Ada kebutuhan mendesak untuk meningkatkan pengurangan risiko bencana, sebagai bagian dari solusi untuk mengatasi keadaan darurat iklim, meningkatkan dan mencapai ambisi iklim. Tujuan global tentang adaptasi dan Santiago Network sebagai bagian dari mekanisme internasional untuk kerugian dan kerusakan, menawarkan peluang yang tepat untuk menjadikan mekanisme dan instrumen pengurangan risiko bencana sebagai bagian yang tak terpisahkan dari aksi pengurangan iklim.

Baca juga: GPDRR 2022 ditutup dengan Agenda Bali untuk Ketahanan Bencana

Keempat, bencana memberikan dampak berbeda kepada setiap orang, menyerukan pendekatan partisipatif dan berbasis HAM untuk memasukkan semua sesuai prinsip, "tidak ada apa-apa tentang kita tanpa kita," dalam perencanaan pengurangan risiko bencana dan implementasinya pada masyarakat yang berisiko, investasi pada generasi muda dan profesional muda harus ditingkatkan, untuk merangsang inovasi dan solusi kreatif.

Suharyanto mengatakan harus ada komitmen ulang terhadap keterlibatan masyarakat dan pengurangan risiko bencana yang digerakkan oleh masyarakat serta mendukung struktur lokal yang ada dan membangun resiliensi.

Kelima, Platform Global memberikan rekomendasi yang dapat mendukung pelaksanaan seruan Sekretaris Jenderal PBB untuk memastikan setiap orang di muka bumi dilindungi oleh sistem peringatan dini dalam jangka waktu 5 tahun ke depan.

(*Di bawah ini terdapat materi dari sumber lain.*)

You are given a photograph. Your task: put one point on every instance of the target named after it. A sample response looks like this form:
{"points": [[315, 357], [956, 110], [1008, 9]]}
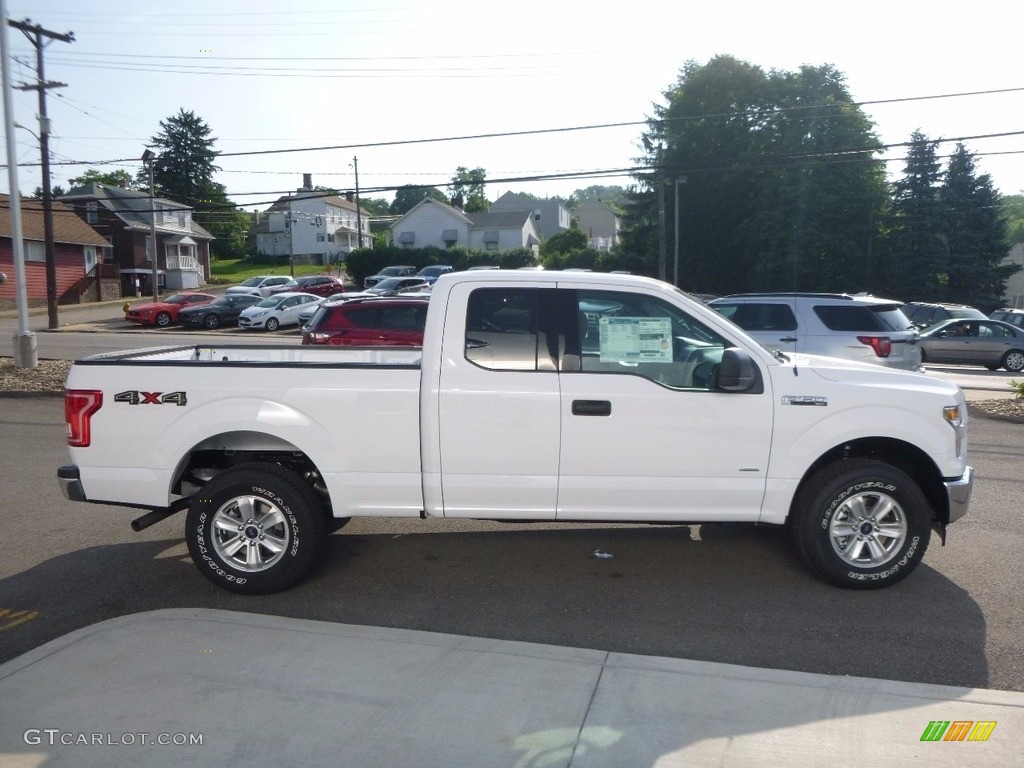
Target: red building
{"points": [[79, 251]]}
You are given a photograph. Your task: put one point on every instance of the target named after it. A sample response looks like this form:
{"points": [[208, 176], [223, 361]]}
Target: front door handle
{"points": [[591, 408]]}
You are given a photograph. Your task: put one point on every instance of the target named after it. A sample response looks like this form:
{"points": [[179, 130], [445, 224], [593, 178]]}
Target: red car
{"points": [[369, 322], [317, 285], [165, 312]]}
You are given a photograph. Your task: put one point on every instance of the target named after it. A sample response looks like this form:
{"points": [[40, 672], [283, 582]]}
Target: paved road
{"points": [[723, 593]]}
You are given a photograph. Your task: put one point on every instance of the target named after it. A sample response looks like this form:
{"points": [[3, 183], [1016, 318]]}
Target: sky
{"points": [[523, 89]]}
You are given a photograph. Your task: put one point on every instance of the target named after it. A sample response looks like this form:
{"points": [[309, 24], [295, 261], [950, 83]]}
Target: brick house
{"points": [[125, 218], [79, 255]]}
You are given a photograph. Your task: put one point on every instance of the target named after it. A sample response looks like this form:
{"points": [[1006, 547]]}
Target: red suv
{"points": [[369, 322]]}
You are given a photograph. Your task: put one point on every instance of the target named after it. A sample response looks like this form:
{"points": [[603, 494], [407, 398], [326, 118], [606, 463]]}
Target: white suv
{"points": [[854, 327]]}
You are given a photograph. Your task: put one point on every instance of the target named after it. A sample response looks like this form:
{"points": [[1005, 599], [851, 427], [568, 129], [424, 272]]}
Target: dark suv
{"points": [[1013, 316], [853, 327], [369, 322], [926, 313]]}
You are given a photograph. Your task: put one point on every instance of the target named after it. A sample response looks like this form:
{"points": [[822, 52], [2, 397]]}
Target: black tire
{"points": [[255, 529], [1014, 360], [861, 524]]}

Respons terhadap seruan tersebut harus mempertimbangkan rantai nilai peringatan dini yang berpusat pada masyarakat secara menyeluruh, dari ujung ke ujung, mulai dari penilaian risiko hingga infrastruktur dan menjangkau tujuan akhir.

"Pengembangan sistem peringatan dini multi bahaya harus melibatkan masyarakat yang paling berisiko dengan kapasitas kelembagaan, keuangan dan sumber daya yang memadai untuk melakukan aksi berdasarkan peringatan dini, ketersediaan dan kualitas data yang lebih baik, sumber daya keuangan, tata kelola yang efektif, dan mekanisme koordinasi yang lebih baik antara pemangku kepentingan akan memperkuat sistem peringatan dini multi bahaya, khususnya di negara-negara tertinggal, negara berkembang pulau kecil dan wilayah Afrika," ujar Suharyanto.

Keenam, potensi pembelajaran transformatif dari pandemi COVID-19 harus diterapkan sebelum jendela peluang tersebut tertutup, pendekatan saat ini untuk pemulihan dan rekonstruksi tidak cukup efektif dalam melindungi hasil pembangunan maupun dalam membangun kembali dengan lebih baik, lebih hijau dan lebih adil.

Baca juga: Satgas pastikan 15 orang positif COVID-19 di GPDRR tertangani

Baca juga: Pertemuan GPDRR bukti dunia dapat bersatu saat konflik Rusia-Ukraina


Suharyanto mengatakan ada kebutuhan untuk mendorong sistem manajemen risiko bencana yang adaptif dan responsif, dengan kolaborasi multi pemangku kepentingan disertai dengan empati, solidaritas, kerja sama dan semangat kesukarelaan, khususnya untuk mengatasi ketidakadilan

Ketujuh, pelaporan yang komprehensif dan sistematis, termasuk tinjauan kemajuan terhadap semua target kerangka Sendai dan negara-negara anggota akan membantu menarik rekomendasi yang jelas untuk midterm review kerangka Sendai

"Platform Global menyerukan kepada semua negara anggota, organisasi regional, dan para pemangku kepentingan yang terlibat dalam midterm review Kerangka Sendai ini untuk memahami dengan jelas tantangan, hambatan implementasi, dan mempercepat upaya untuk mencapai tujuan pada 2030," kata dia.